Дальше между нами идет диалог: он что-то невнятно бормочет; я сквозь слезы, с комом в горле, отвечаю.

Он спрашивает:

- Почему?

- Потому что он меня бьет.

- А как он тебя бьет?

- Он бросает меня голышом на койку и бьет брючным ремнем.

- И из-за этого ты хочешь его оставить?

Внезапно передо мной вырастает высокая темная волна, огромным завитком нависшая над моею головой, и я вновь вижу отца, зажавшего нижнюю губу, чтобы легче было ударить меня.

И забыв о его парезе я кричу:

- Да, я бросаю его, потому что хочу жить с тобой!

Отец явно пугается: бормочет - мол, в студии и так места нет; мол, есть у него женщина (я знаю - это его горничная!), мол, я должна искать способы примирения с мужем, и тому подобные глупости. Но я его не слушаю, кидаюсь ему на шею, точно как в тот день в море, и кричу:

- Ты помнишь, пятнадцать лет назад у Чирчео, когда я тонула, а ты спас мне жизнь? Ты помнишь, как я ухватилась за тебя обеими руками, вот как сейчас, и ты, чтобы не потонуть вместе со мной, ударил меня по лицу? Ох, папа, папа, из всех, кому приходит на ум бить и обижать меня, ты единственный, кто меня любит, и твой удар я помню, как обиду, нанесенную мне в знак любви.

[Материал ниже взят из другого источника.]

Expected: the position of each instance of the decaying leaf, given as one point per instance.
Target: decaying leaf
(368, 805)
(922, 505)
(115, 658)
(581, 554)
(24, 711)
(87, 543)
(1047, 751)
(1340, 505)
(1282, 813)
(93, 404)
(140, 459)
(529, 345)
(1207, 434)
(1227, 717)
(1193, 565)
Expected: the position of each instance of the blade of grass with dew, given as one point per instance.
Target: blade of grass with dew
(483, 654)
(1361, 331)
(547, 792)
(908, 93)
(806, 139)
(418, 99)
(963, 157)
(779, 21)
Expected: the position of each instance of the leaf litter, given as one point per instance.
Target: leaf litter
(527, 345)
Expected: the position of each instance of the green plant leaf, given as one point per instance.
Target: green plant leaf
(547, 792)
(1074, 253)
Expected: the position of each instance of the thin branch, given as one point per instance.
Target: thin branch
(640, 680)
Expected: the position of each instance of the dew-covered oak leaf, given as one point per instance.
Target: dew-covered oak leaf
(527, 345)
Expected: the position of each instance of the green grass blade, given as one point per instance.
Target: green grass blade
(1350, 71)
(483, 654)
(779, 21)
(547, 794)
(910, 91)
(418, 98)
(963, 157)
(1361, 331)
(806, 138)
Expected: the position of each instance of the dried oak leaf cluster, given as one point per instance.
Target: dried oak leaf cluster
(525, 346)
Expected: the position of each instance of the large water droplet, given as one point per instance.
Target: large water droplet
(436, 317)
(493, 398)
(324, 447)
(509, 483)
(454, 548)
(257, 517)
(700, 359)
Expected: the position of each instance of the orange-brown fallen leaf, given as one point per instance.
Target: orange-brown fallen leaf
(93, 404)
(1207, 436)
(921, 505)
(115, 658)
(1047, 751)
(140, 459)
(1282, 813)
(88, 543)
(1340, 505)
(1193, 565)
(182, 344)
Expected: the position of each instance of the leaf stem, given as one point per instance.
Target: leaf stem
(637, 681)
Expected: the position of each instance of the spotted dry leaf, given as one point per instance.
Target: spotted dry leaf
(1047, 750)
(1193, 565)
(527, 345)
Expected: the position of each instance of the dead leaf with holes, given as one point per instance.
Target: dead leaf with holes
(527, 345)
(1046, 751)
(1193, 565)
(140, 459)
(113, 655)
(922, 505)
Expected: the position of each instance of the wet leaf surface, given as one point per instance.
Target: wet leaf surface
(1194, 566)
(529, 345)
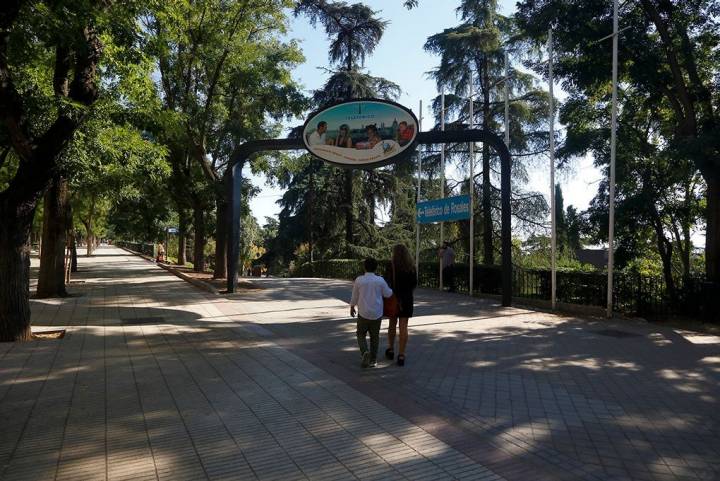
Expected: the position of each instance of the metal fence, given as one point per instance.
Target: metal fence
(632, 293)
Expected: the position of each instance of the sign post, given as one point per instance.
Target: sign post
(442, 178)
(448, 209)
(384, 150)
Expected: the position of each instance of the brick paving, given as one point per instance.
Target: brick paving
(563, 396)
(158, 380)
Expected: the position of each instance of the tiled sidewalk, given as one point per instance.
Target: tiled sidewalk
(588, 398)
(156, 380)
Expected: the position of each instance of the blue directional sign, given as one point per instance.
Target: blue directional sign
(444, 210)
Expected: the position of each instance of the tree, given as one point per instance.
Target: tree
(479, 45)
(50, 58)
(668, 57)
(354, 32)
(658, 197)
(223, 72)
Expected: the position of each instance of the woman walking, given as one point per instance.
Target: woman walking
(402, 279)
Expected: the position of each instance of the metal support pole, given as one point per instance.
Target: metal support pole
(417, 201)
(613, 153)
(472, 189)
(553, 217)
(507, 99)
(442, 178)
(234, 206)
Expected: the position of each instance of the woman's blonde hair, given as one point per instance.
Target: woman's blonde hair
(402, 260)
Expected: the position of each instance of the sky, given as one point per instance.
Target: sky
(400, 57)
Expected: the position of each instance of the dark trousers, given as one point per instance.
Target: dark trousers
(449, 278)
(365, 326)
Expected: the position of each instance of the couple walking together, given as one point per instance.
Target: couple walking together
(369, 290)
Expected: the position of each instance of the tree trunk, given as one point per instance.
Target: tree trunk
(665, 249)
(220, 271)
(90, 234)
(15, 268)
(348, 178)
(182, 238)
(712, 236)
(199, 245)
(51, 279)
(488, 253)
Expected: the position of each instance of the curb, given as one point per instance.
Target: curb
(195, 282)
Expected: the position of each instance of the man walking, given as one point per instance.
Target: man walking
(368, 292)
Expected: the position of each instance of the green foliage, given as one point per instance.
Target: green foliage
(669, 127)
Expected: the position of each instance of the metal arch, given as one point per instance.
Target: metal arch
(243, 153)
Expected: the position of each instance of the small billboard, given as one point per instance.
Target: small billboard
(444, 210)
(361, 133)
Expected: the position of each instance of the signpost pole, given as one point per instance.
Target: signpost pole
(507, 99)
(553, 220)
(613, 153)
(442, 177)
(417, 201)
(472, 189)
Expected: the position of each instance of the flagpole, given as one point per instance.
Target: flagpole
(472, 189)
(613, 154)
(553, 219)
(442, 177)
(417, 201)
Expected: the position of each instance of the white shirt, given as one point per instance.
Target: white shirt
(316, 139)
(368, 291)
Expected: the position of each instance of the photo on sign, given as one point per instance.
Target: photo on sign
(360, 132)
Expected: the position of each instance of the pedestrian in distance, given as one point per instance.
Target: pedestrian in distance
(402, 279)
(447, 260)
(368, 293)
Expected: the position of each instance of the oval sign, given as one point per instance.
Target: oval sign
(361, 133)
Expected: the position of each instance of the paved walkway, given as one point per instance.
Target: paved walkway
(158, 380)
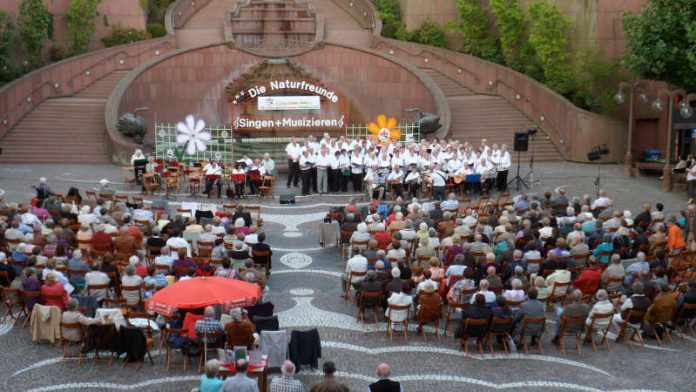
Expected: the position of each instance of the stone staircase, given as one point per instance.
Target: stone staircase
(66, 130)
(205, 27)
(478, 116)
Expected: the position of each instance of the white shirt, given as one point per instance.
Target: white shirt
(294, 151)
(210, 170)
(323, 161)
(438, 178)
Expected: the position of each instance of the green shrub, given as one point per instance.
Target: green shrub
(58, 52)
(429, 33)
(156, 30)
(389, 29)
(121, 35)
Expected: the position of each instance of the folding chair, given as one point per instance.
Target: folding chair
(602, 330)
(390, 322)
(571, 326)
(473, 328)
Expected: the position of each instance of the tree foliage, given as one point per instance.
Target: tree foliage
(122, 35)
(548, 36)
(512, 25)
(6, 33)
(34, 23)
(80, 21)
(429, 33)
(662, 42)
(473, 26)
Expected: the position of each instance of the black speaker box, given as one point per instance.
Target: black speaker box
(521, 141)
(287, 199)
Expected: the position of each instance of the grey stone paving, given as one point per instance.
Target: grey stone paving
(314, 286)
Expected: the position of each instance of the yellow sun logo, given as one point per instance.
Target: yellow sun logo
(384, 130)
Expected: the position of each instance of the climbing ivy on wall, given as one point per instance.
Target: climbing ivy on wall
(6, 32)
(80, 20)
(34, 23)
(548, 37)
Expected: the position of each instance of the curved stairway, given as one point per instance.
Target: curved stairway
(71, 129)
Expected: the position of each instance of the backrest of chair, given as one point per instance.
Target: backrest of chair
(528, 320)
(572, 323)
(600, 316)
(501, 324)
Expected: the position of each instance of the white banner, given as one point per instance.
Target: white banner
(301, 102)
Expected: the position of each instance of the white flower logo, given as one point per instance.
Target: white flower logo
(192, 135)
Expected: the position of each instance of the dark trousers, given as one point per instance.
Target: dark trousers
(334, 180)
(356, 179)
(314, 179)
(343, 181)
(413, 189)
(397, 188)
(306, 181)
(209, 185)
(501, 181)
(293, 172)
(439, 193)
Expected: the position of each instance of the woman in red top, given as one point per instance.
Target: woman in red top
(54, 288)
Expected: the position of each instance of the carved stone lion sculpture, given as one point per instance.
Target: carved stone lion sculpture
(132, 125)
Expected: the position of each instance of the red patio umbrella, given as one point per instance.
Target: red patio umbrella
(200, 292)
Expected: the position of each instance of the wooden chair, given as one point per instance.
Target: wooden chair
(359, 244)
(67, 342)
(129, 176)
(29, 294)
(634, 327)
(592, 328)
(526, 322)
(344, 243)
(205, 248)
(349, 284)
(451, 308)
(499, 327)
(685, 319)
(664, 323)
(185, 212)
(265, 256)
(182, 332)
(266, 188)
(91, 288)
(114, 303)
(12, 298)
(473, 328)
(369, 300)
(391, 324)
(135, 290)
(429, 314)
(573, 326)
(558, 292)
(122, 198)
(216, 337)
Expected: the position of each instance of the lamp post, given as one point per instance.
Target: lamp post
(620, 99)
(685, 111)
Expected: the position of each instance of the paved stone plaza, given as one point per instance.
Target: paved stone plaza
(306, 291)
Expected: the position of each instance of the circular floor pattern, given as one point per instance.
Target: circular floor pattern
(302, 291)
(296, 260)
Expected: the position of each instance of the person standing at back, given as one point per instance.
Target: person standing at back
(384, 384)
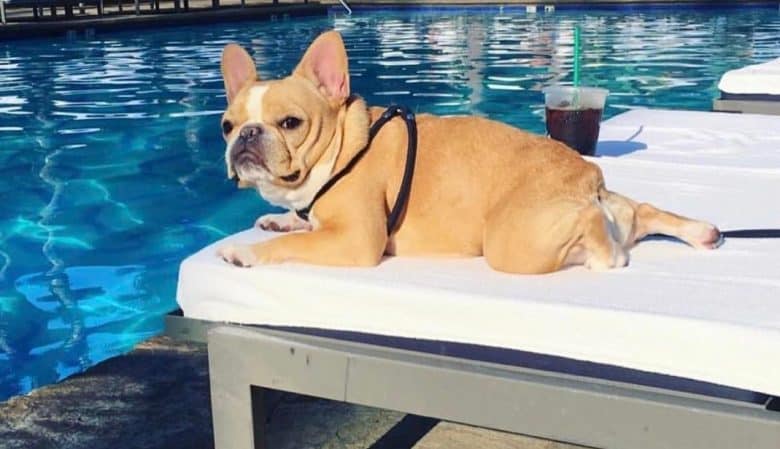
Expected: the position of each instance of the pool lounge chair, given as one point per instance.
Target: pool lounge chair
(679, 350)
(752, 89)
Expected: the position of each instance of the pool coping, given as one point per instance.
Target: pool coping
(54, 28)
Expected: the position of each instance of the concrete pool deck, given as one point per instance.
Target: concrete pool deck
(22, 24)
(157, 397)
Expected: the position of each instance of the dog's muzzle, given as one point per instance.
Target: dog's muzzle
(247, 149)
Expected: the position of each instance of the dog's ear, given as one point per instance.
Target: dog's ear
(238, 68)
(325, 64)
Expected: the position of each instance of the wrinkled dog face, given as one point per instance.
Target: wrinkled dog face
(278, 131)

Я страстно прижимаюсь к нему. А он, испугавшись, отталкивает меня и бормочет:

- Да кто ж тебя обижает?

- Мама, муж, все.

- Все?

- Мама только что дала мне пощечину. Я пришла к ней за поддержкой, а она вот так мне ответила.

Тараща глаза, он берет меня за руки, чтобы высвободиться из моих объятий, но не ударяет, а бормочет:

- Мама тебя любит.

А я продолжаю кричать:

- Ты что, не видишь на моих щеках следы ее мерзких рук?! Мало мне собственного мужа с его ремнем. Не веришь? Тогда смотри, смотри!

Не знаю, что за приступ эксгибиционизма на меня напал, но я наклонилась, уперлась в массивный камень и подняла юбку, обнажив задницу. Между прочим, у меня узкий мускулистый зад с возбуждающими ямочками по бокам.

И как закричу:

- Смотри, смотри, как со мной обращается муж!

Что это? За моей спиной мертвая тишина, и именно в тот миг, когда я кричу, старательно стаскивая трусики. Отец берет меня за руку, останавливает ее и отводит в сторону; потом, отпустив мою руку, одергивает юбку. Я оборачиваюсь: он стоит передо мной и, встряхивая головой, шамкает:

- Не надо так делать.

А я, хватаю его руку, подношу к губам и, целуя ее, говорю:

- Только ты можешь меня спасти.

Он смотрит на меня, высвобождает свою руку и наконец решается сказать мне в глаза то, о чем думал с самого моего прихода:

- Ты - сумасшедшая.

- Нет, я не сумасшедшая. Это ты уже больше не тот. Ты был настоящим мужчиной, а теперь ты - развалина с перекошенным лицом. Раньше ты запросто мог ударить свою дочь, а теперь испугался ее голого зада!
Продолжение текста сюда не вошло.